Люба пожала плечами. Пальцы упрямо выковыривали из мокрого песка разбросанные и зарытые прибоем, дорогие сердцу жемчужины, бережно собирая в горсть, а Валерия налила воду в чайник, поставила на электроплитку и молча ждала у окна, пока он вскипит. Её залитый солнцем орлиный профиль отражался в стекле, рот затвердел и посуровел, брови хмуро и утомлённо нависли. До стона, до нежного писка хотелось подойти и обнять её, а сад беззвучно вздыхал зелёной живой картиной в оконной раме.

– Опа, тут чашки есть, – удивилась она, открыв настенный шкафчик. – А я-то стаканы чистые искала…

Чайные пакетики пустили янтарные «чернильные облака» в кипятке. Валерия плеснула себе в чашку коньяка:

– Я, если ты не возражаешь, подлечусь чуть-чуть… – И добавила с невесёлой усмешкой: – После тридцати, знаешь ли, с каждым годом всё тяжелее пить. Печень уже, видно, не та.

– Знаешь, мне было бы не так больно, если бы ты просто сказала, что я тебе не нравлюсь. – Люба топила и мяла чайной ложечкой пакетик в своей чашке.

Между бровей Валерии пролегла сумрачная складка, под ресницами темнела усталая тень.

– Солнышко, не трави душу. И так тошно.

– Лер, ну скажи, я тебе хоть чуть-чуть нравлюсь? – Пальцы Любы забрались на рукав Валерии, проскользнули под ткань, уютно уткнувшись в тёплую, чуть влажную локтевую ямку.

– Если я скажу, что ты самая прекрасная и удивительная девушка, которую я когда-либо встречала, тебе станет легче? – В глазах соседки мерцали горькие искорки, а на губах не было и тени улыбки.

Жемчужинки-песни, стуча друг о друга, жались к сердцу, и Люба грела их ладонью, маленьких и беззащитных. Было светло, колко, радостно – невыносимо радостно, до слёз.
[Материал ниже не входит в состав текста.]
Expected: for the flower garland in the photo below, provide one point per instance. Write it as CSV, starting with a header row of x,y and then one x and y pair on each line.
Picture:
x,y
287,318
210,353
– Это правда? Ты правда так думаешь?

– Правда. – Валерия сделала глоток обжигающего чая с коньяком, и в её взгляде проступила больная, как лучик осеннего солнца, ласка.

Люба несла боль этой встречи в себе медленно и осторожно, будто боялась расплескать сердце. Дорога вдоль забора тянулась тяжёлой, серой лентой, негнущиеся ноги деревянными ходулями скрипели по щебёнке. Мама в белом платке разводила в опрыскивателе средство от вредителей: на чёрной смородине она обнаружила тлю и клещей.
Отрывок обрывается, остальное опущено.